In the absence of allegations connecting Plaintiffs' purchases to Defendants' wrongdoing, Plaintiffs' complaint fails to adequately allege causation. This failing, as well as Plaintiffs' inter-related violations of Rules 8 and 9, dooms the TAC. As Plaintiffs' claims are therefore due to be dismissed regardless, and because Plaintiffs disclaim any reliance on a fraud-on-the-market theory, the Court need not address the availability of such a theory in this context. Nor does the Court reach the issue of whether an inflated purchase price theory is appropriate in this context, since, even if it were, Plaintiffs have failed to allege how Defendants' behavior caused them to pay an inflated purchase price.4

Because the Court recognizes the complexity of the matter and the obvious belief by these Plaintiffs that they have been harmed, the Court has afforded Plaintiffs multiple opportunities to plead a viable complaint. However, on its fourth try, Plaintiffs' TAC suffers from the same deficiencies as the other three complaints. It does not do a good enough "job of concisely identifying who did wrong, what specific actions they took that were wrong and how the Plaintiffs were proximately and adversely affected by these actions." (Doc. 139 at 19). By maintaining this suit as a RICO class action on behalf of "thousands" of lot purchasers, (Doc. 272 at 105), over many developments and a number of states and alleging a scheme that "involved every step of the real estate purchase process", (Doc. 272 at 2), the TAC is at once too broad and yet not specific enough. The TAC violates Rules 8 and 9 and fails to adequately demonstrate causation and must be dismissed. Because this is Plaintiffs' fourth complaint and because the Court has previously given Plaintiffs every opportunity to allege a viable complaint, this time, that dismissal must be with prejudice.5

Accordingly, it is hereby

ORDERED:

1. The Report and Recommendation, (Doc. 289), of the United States Magistrate Judge is ADOPTED and incorporated herein to the extent discussed above.

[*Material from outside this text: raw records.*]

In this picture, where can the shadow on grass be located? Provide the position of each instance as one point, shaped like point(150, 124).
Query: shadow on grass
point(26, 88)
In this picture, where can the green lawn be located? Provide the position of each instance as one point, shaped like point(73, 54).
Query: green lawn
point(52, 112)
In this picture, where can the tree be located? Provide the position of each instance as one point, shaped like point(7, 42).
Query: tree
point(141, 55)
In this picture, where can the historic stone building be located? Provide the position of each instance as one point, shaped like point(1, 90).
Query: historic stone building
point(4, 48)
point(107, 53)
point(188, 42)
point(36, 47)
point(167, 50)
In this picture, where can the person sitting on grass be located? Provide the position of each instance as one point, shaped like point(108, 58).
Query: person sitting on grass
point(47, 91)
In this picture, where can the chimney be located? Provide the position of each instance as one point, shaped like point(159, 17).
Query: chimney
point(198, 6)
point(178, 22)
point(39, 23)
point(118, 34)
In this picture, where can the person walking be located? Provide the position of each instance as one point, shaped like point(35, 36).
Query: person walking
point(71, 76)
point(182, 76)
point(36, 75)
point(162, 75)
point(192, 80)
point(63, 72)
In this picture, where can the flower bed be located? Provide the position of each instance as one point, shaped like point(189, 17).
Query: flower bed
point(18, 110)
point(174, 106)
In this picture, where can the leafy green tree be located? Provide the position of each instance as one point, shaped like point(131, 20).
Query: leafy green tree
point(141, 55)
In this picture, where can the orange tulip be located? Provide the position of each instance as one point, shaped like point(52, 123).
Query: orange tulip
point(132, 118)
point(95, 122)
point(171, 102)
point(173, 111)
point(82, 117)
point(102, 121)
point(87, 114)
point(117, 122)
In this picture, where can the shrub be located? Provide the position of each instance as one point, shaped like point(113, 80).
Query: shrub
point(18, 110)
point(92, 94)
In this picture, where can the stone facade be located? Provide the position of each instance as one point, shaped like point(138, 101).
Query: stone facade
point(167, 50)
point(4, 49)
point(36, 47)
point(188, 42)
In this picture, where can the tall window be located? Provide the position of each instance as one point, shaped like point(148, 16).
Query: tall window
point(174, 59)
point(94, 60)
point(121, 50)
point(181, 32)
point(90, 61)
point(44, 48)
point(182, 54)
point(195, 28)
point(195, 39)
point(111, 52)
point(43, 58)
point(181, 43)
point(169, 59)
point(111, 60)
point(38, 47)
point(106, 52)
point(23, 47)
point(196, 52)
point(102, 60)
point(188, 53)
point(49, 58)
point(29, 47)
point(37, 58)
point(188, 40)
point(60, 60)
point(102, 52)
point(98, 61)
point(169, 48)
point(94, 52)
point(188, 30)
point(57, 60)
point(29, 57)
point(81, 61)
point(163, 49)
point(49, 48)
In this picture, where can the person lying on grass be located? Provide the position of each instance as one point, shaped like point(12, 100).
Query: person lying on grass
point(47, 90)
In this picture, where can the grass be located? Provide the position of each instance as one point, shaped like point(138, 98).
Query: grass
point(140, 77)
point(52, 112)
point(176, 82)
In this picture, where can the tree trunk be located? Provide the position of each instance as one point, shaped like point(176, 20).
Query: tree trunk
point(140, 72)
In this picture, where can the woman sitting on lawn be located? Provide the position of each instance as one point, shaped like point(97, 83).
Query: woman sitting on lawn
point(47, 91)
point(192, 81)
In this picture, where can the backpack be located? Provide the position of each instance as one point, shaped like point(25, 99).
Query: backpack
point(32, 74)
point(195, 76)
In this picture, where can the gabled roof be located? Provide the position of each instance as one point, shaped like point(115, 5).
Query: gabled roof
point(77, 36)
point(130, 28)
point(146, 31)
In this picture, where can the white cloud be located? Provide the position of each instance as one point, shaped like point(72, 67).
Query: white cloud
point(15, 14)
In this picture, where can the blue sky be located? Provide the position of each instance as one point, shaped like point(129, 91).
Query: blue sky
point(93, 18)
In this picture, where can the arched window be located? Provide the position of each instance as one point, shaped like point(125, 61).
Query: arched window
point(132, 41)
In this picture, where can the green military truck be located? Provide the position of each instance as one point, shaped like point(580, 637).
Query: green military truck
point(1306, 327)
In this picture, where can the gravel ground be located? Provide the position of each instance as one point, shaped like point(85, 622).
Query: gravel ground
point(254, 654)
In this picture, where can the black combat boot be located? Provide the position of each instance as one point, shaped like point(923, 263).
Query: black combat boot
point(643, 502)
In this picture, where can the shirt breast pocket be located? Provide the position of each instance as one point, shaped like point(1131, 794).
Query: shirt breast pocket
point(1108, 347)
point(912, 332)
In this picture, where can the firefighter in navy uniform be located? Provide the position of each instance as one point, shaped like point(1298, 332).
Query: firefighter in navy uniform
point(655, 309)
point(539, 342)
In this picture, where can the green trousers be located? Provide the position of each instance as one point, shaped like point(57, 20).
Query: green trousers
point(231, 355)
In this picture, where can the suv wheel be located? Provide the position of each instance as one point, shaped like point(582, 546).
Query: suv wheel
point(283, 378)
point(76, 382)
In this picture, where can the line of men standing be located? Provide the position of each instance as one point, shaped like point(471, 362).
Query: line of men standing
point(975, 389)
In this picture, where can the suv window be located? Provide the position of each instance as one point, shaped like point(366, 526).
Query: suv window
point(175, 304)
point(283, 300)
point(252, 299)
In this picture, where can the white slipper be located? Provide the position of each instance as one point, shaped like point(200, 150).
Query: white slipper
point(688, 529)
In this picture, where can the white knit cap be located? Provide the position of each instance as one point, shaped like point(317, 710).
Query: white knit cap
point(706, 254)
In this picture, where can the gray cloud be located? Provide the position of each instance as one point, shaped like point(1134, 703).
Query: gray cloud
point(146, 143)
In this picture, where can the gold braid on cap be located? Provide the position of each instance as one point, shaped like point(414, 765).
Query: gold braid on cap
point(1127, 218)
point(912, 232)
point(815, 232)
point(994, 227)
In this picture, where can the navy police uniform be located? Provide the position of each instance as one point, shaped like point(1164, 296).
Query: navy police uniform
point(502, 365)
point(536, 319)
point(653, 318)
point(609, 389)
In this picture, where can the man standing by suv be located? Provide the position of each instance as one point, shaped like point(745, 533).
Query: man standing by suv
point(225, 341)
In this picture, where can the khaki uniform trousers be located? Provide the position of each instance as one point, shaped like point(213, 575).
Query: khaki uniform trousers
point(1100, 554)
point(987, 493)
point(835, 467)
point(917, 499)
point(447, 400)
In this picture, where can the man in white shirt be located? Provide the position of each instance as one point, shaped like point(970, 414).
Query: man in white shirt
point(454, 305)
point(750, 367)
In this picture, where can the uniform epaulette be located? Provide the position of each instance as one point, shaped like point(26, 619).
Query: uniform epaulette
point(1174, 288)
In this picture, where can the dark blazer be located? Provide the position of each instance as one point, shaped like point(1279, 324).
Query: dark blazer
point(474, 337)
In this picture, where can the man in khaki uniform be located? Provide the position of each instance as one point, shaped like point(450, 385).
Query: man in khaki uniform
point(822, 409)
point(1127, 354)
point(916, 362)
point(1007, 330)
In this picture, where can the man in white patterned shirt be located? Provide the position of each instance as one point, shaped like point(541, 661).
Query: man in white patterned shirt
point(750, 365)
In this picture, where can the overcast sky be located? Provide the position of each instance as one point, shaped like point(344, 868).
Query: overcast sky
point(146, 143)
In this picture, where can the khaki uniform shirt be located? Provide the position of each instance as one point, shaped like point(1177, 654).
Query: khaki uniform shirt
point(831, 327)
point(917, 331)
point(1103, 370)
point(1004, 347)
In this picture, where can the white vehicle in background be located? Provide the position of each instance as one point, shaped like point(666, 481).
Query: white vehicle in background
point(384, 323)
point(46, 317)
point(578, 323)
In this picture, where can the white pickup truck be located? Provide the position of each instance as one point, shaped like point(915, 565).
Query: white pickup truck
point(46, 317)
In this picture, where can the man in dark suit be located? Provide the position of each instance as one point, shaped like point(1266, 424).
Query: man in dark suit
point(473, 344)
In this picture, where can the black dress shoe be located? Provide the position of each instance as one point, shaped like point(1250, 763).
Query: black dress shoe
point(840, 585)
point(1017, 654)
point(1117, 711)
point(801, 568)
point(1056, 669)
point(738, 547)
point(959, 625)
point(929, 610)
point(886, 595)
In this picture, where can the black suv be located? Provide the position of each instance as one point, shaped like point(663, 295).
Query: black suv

2. Defendants' Motions to Dismiss, (Doc. 275, 276, 277, 278, 279), are GRANTED.

3. This case is dismissed with prejudice. The Clerk should close the file.

DONE AND ORDERED.

FootNotes


1. Any part of a magistrate judge's disposition that has been properly objected to must be reviewed de novo. FED. R. CIV. P. 72(b)(3).
2. The person responsible for the misstatement is named with respect to some purchases, (See Doc. 272 at 20), but is unnamed with respect to others,(See Doc. 272 at 28), in violation of Rule 9.
3. Specifically, Plaintiffs assert that banks improperly conducted appraisals with respect to Miller's purchase of 110 Bella Colina, (Doc. 272 at 52, 99-100), the Billingtons' purchase of 134 Bella Collina, (Doc. 272 at 55), the Friezes' purchase of 227 Reunion, (Doc. 272 at 55, 93), the Friezes' purchase of 391 Bella Collina, (Doc. 272 at 54), and Gordon Lawrie and Charles McKinlay's purchase of 390 Bella Collina, (Doc. 272 at 54).
4. Because this Order is strictly limited to this case as pleaded in the TAC, the Court does not view it as precedential for any of the other "Ginn cases" currently pending in this Court.
5. Plaintiffs alternatively suggest that the Court permit them to "restate the claims on an individualized basis if they so choose," (Doc. 294 at 21), but it is too late for that. Given the Court's previous admonitions, if Plaintiffs truly wanted to restate their claims on an individualized basis, they would have done so by now.